In 1990 Argerich was diagnosed with malignant melanoma and after treatment for the cancer, she went into remission. The cancer returned in 1995 and metastasised to her lungs and lymph nodes. After experimental treatment by oncologist Donald Morton, the cancer again went into remission. As an expression of gratitude, Argerich gave a performance at Carnegie Hall to benefit the John Wayne Cancer Institute in Santa Monica, where Dr Morton had treated her. As of 2020, she remains cancer free.

Eddie Palmieri

Palmieri was born in 1936 New York to Puerto Rican parents, where he and his older brother Charlie would set up talent competitions for the neighbourhood children. He took piano lessons from an early age and performed at Carnegie Hall when he was 11.

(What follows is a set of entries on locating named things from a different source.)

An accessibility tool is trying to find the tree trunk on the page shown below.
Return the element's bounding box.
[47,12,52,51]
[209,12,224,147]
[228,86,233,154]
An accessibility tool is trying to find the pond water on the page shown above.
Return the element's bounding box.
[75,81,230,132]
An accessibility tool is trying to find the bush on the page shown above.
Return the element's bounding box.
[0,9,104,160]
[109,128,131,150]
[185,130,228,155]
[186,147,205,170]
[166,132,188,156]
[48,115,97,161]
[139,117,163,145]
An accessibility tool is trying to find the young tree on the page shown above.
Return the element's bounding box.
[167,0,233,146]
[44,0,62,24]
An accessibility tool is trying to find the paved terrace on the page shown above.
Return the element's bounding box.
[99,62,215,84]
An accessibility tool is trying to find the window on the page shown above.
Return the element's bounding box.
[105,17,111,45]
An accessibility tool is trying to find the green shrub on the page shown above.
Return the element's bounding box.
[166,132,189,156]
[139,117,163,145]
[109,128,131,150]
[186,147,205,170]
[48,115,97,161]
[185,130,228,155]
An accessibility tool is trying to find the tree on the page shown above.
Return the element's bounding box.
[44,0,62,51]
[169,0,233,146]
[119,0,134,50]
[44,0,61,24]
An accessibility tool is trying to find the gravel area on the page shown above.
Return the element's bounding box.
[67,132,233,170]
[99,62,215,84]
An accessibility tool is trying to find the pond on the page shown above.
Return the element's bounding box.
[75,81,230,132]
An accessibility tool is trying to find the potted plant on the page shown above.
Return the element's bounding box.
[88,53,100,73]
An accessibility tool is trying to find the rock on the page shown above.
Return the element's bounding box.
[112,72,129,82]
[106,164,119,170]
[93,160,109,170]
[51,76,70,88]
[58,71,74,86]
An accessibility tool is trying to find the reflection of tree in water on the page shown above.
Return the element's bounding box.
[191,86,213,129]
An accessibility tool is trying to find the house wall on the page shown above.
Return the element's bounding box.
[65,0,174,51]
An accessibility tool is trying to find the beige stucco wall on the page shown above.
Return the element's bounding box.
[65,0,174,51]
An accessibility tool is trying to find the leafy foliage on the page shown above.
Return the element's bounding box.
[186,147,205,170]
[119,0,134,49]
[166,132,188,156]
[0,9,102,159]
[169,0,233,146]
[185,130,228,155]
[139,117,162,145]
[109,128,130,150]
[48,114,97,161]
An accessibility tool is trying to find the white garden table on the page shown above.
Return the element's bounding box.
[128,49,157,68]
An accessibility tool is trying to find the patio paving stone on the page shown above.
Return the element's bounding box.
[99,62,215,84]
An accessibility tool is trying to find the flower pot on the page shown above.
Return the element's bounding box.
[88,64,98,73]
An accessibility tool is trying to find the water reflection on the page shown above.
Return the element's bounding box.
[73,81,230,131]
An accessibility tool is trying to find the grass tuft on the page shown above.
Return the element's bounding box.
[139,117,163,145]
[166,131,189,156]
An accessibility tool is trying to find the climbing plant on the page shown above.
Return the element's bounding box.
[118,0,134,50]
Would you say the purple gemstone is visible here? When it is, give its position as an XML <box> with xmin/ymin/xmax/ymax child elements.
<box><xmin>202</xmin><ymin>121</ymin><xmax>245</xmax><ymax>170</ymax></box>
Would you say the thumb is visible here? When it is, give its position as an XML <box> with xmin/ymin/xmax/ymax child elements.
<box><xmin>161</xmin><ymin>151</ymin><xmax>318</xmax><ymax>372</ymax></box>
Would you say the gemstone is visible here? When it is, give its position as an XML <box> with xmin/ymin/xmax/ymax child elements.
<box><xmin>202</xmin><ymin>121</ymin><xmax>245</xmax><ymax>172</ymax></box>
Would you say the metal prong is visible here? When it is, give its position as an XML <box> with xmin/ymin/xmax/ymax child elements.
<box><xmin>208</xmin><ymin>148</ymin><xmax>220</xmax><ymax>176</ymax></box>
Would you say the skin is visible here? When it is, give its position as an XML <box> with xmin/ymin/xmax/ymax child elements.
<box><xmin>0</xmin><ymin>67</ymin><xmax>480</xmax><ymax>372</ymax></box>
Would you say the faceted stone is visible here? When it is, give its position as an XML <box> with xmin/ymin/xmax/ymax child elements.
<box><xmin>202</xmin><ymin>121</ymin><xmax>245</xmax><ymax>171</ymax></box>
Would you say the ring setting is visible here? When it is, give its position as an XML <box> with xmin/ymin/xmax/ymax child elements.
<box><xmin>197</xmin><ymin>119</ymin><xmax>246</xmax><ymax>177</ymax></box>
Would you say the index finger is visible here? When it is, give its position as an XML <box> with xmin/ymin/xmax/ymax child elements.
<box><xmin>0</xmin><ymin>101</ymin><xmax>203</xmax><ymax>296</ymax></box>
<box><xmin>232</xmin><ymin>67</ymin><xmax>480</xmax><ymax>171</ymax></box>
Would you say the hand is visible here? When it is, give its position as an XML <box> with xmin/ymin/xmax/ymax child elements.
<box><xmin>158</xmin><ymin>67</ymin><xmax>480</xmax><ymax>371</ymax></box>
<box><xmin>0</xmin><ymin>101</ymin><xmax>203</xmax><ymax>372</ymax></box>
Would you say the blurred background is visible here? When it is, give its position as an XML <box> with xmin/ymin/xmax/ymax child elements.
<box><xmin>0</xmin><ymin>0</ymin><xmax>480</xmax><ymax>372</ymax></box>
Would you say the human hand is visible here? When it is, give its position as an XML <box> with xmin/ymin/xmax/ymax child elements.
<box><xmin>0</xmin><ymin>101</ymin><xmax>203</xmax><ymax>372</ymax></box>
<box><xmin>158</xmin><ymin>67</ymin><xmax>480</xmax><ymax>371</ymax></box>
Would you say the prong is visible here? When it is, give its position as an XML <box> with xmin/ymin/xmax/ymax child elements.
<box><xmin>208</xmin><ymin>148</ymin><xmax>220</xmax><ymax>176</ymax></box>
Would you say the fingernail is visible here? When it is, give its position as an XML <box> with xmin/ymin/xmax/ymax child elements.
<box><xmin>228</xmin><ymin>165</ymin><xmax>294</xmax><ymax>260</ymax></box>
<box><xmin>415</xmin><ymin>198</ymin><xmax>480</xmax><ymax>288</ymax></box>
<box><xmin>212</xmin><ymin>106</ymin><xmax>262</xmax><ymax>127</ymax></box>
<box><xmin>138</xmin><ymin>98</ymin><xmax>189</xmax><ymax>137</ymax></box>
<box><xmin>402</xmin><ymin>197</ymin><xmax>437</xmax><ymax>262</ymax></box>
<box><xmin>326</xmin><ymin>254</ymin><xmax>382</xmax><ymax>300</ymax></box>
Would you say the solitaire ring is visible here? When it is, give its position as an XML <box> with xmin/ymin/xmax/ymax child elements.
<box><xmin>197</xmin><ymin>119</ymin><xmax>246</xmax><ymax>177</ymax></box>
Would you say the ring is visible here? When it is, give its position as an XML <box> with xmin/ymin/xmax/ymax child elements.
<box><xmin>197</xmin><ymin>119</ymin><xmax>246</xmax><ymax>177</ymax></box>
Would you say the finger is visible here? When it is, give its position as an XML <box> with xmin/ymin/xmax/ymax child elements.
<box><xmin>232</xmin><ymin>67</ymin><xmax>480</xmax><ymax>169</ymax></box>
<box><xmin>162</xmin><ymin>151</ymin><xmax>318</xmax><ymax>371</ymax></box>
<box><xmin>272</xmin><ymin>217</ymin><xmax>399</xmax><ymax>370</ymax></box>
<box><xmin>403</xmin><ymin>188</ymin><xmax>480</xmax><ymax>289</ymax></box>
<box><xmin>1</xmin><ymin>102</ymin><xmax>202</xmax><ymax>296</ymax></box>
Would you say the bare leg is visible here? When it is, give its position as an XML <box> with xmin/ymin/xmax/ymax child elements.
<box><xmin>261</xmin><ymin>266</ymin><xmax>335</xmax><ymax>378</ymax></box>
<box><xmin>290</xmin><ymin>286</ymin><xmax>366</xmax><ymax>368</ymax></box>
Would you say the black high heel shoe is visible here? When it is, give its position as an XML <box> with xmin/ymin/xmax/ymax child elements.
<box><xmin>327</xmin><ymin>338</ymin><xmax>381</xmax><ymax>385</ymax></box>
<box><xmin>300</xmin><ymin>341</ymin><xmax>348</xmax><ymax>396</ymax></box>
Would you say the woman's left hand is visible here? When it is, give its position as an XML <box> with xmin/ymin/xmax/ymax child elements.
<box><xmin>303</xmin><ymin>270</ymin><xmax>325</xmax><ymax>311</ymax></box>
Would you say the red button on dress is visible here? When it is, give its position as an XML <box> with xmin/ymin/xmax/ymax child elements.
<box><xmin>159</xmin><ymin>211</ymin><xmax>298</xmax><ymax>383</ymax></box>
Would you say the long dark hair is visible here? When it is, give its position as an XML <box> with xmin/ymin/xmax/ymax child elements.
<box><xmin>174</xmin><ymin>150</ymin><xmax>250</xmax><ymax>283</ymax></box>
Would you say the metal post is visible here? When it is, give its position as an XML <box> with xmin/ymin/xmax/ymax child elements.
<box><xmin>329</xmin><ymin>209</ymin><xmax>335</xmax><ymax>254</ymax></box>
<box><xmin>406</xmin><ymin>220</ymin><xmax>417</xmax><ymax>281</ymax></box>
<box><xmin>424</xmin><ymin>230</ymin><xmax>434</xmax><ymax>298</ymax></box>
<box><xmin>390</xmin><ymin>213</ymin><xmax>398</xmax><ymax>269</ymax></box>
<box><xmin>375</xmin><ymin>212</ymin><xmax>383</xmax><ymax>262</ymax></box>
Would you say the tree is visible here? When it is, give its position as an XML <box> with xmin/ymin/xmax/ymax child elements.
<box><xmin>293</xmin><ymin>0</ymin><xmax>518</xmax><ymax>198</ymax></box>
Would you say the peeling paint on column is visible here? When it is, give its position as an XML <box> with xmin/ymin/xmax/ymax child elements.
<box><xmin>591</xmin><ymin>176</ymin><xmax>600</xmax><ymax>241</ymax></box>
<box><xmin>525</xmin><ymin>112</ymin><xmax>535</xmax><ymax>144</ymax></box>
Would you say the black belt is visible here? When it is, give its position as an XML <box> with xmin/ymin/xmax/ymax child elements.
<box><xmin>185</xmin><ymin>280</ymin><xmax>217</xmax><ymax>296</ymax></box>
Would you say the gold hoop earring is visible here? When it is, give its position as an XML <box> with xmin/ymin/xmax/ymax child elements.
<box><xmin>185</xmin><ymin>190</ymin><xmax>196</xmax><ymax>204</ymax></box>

He loved jazz from an early age, counted Thelonious Monk and McCoy Tyner as his musical heroes and at the age of 13, he joined his uncle’s orchestra playing the timbales.

In 1961 he formed his band, La Perfecta, with the unconventional front line of trombones rather than the usual trumpets seen in Latin orchestras at that time.  He experimented with and incorporated Latin and Afro-Caribbean rhythms into his jazz and in 1975 he won his first Grammy for Best Latin Recording.

Since then he has become known as one of the finest jazz pianists, a band leader, arranger and composer of salsa and Latin jazz. He has been awarded 10 Grammys in total, numerous other awards and in 1988, the Smithsonian’s National Museum of American History in Washington DC recorded two of Palmieri’s performances for their archives.

In 2002 Yale University awarded him the Chubb Fellowhip, usually given to heads of state, but in Palmieri’s case, it was in recognition of his work building up communities through music. In 2013 he was awarded the presigious Jazz Master award by the National Endowment of the Arts (NEA) – the highest honour an American jazz artist can achieve. In the same year he was also awarded a Lifetime Achievement Award by the Latin Academy of Recording Arts & Sciences.

Throughout the years he has continued to release original music and in 2017 at the age of 81 he completed a year long tour. Up to the writing of this article, he continues to perform concerts and he has even released the Palmieri Salsa Jams App, the world’s first interactive salsa music app for both musicians and music lovers alike.

And so in our armchair travels across Latin America, we have briefly viewed the music of the past. We have seen how the music of the present day has its roots in the past and how particular styles of music and rhythms have become linked to particular countries.  Finally we peeked into the lives of four Latin American pianists who have celebrated the joy of music in combination with their own heritage and in so doing, have brought much pleasure to audiences worldwide.